A questão de fundo, porém, é outra: como travar o despovoamento do interior? A tendência para viver em cidades é universal. É dramática a situação dos idosos que sobrevivem em aldeias com meia dúzia de habitantes, ou ainda menos.

Essas pessoas devem ser apoiadas. Mas não se vê que as aldeias, na sua grande maioria, possam manter-se durante muito tempo. Ali não há ensino secundário, nem comércio, nem serviços públicos, nem empregos.

Terá então que se desenhar uma estratégia, e não apenas no papel, para tentar agrupar aldeias em cidades que tenham escala suficiente para nelas se instalarem serviços públicos e empresas privadas. Tarefa difícil que custará muito dinheiro.

Mas sem uma estratégia clara e coerente não vale a pena invocar a importância de combater a crescente desertificação do interior. Já chega de belos discursos sem consequências – por isso o último discurso do Presidente da República foi tão justamente aplaudido.

Comentários
Tem 1500 caracteres disponíveis
Todos os campos são de preenchimento obrigatório.
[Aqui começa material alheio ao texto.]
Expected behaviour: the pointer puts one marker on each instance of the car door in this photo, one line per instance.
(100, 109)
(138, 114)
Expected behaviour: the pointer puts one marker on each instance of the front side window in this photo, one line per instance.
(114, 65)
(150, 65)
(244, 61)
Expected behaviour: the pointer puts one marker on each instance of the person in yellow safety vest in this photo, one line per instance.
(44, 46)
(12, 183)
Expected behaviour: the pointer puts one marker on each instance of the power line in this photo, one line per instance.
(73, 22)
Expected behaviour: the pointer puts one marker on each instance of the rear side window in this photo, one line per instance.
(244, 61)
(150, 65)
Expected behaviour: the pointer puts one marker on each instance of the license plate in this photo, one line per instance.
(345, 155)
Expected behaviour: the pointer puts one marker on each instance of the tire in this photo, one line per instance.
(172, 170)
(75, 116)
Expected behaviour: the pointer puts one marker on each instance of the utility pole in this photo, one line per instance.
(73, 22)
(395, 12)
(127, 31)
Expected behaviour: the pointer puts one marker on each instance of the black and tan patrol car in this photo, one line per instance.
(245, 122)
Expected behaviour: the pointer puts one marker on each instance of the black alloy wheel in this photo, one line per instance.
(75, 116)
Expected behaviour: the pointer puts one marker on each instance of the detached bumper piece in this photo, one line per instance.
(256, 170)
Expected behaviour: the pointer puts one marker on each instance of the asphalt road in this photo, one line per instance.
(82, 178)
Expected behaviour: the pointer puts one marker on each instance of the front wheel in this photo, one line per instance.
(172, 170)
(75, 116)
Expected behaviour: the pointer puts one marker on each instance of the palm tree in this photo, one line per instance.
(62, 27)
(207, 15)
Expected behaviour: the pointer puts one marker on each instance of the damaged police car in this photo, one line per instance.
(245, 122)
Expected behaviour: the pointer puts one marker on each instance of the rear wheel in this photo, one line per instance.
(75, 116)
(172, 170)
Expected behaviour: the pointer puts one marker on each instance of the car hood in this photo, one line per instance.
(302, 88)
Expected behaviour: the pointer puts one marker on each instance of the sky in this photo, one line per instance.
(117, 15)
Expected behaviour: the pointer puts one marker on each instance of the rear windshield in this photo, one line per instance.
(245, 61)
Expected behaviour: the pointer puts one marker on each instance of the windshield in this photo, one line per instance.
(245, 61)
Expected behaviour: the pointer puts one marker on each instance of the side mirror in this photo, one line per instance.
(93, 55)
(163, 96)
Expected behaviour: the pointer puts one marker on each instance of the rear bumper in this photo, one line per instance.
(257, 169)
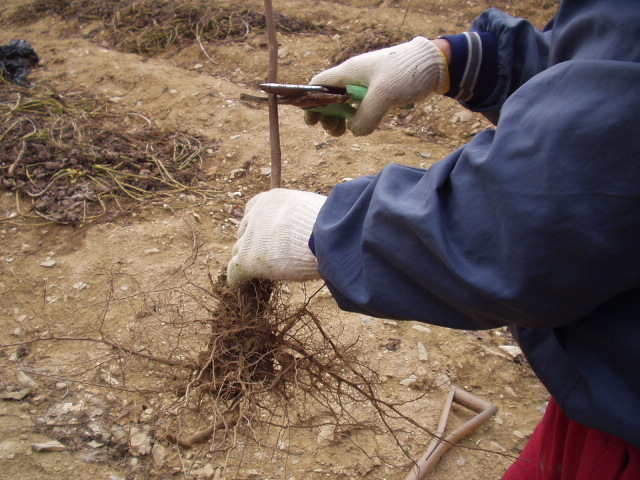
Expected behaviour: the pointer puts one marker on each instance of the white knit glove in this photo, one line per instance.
(273, 238)
(396, 76)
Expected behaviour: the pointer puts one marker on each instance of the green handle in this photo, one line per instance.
(343, 110)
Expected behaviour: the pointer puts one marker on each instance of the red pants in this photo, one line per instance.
(562, 449)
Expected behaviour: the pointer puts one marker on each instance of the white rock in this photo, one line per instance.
(26, 380)
(52, 446)
(159, 454)
(139, 443)
(327, 434)
(410, 380)
(512, 350)
(206, 473)
(462, 116)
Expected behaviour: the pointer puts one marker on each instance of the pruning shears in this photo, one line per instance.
(330, 101)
Termos e Condições Todos os comentários são mediados, pelo que a sua publicação pode demorar algum tempo. Os comentários enviados devem cumprir os critérios de publicação estabelecidos pela direcção de Informação da Renascença: não violar os princípios fundamentais dos Direitos do Homem; não ofender o bom nome de terceiros; não conter acusações sobre a vida privada de terceiros; não conter linguagem imprópria. Os comentários que desrespeitarem estes pontos não serão publicados.

  • mara
    25 out, 2017 Portugal 09:03
    Não sou de partidos nem de extremas, a meu ver algo destruiu esta infeliz Nação, um vinte e cinco em que se apregoava desamor ao lema: "Deus, Pátria e Família," depois o destruir da agricultura o que contribuiu para a desertificação, o desejo que os pais tiveram de dar uma vida melhor aos filhos, quantos comeram miseras sopas de pão para dar cursos aos filhos, como recompensa tiveram: o desprezo, o abandono, porque eram demasiado humildes e simples para serem pais dos senhores drs...os filhos partiram quem tinha bocadinhos de terra desinteressou-se, os pais ficaram velhos, outros morreram e o interior está a morrer vitima da maldade humana, porque as árvores só ardem quando acendem os fósforos e são vitimas do ódio e da indiferença...Falta cá um D. Dinis!
  • Vasco
    23 out, 2017 Santarém 22:59
    Os governantes estão todos de costas voltadas para o interior, dá poucos votos! Veja-se que o senhor ministro da agricultura entrevistado sobre o desaparecimento do pinhal de Leiria respondeu que estava informado de que a limpeza estava em ordem, não percebo o que é que este senhor está a fazer no governo pois se fosse um ministro a sério certamente de vez em quando ia dar uma voltinha pelo país num carrinho do Estado pago à nossa conta e com motorista e ir-se-ia inteirar do que na verdade se passa, normalmente é assim que qualquer empresário faz na sua empresa para que esta funcione em condições, como isto não é dele está-se borrifando!. Uma pergunta haveria ainda a fazer ao senhor ministro, se a mata estava limpa como o informaram certamente o Estado avançou com verbas para tal e se na prática assim não era, onde se passou esse dinheiro? Quem fala verdade?.
  • Pedro Silva
    23 out, 2017 Lisboa 14:25
    Despovoamento do interior... algo que o seu grande amigo e ex-primeiro-ministro, Aníbal Cavaco Silva não foi capaz de travar.
  • 23 out, 2017 13:03
    Muito pertinente! A desertificação impede a prevenção. O desinvestimento no interior e nas potencialidades agrárias levaram ao despovoamento e à quebra de natalidade. A retirada de serviços públicos das vilas e aldeias é um exemplo do que se não devia fazer. Há 47 mil jovens desempregados atualmente, aos quais poderiam ser dados incentivos a fixar-se em zonas regredidas do País. Apesar do esforço financeiro, é necessário começar a apoiar casais novos, ainda que faseadamente. Claro que estou a pensar em nacionais e não em grupos imigrantes, pois a colocação desses em zonas de escassa densidade seria bastante perniciosa.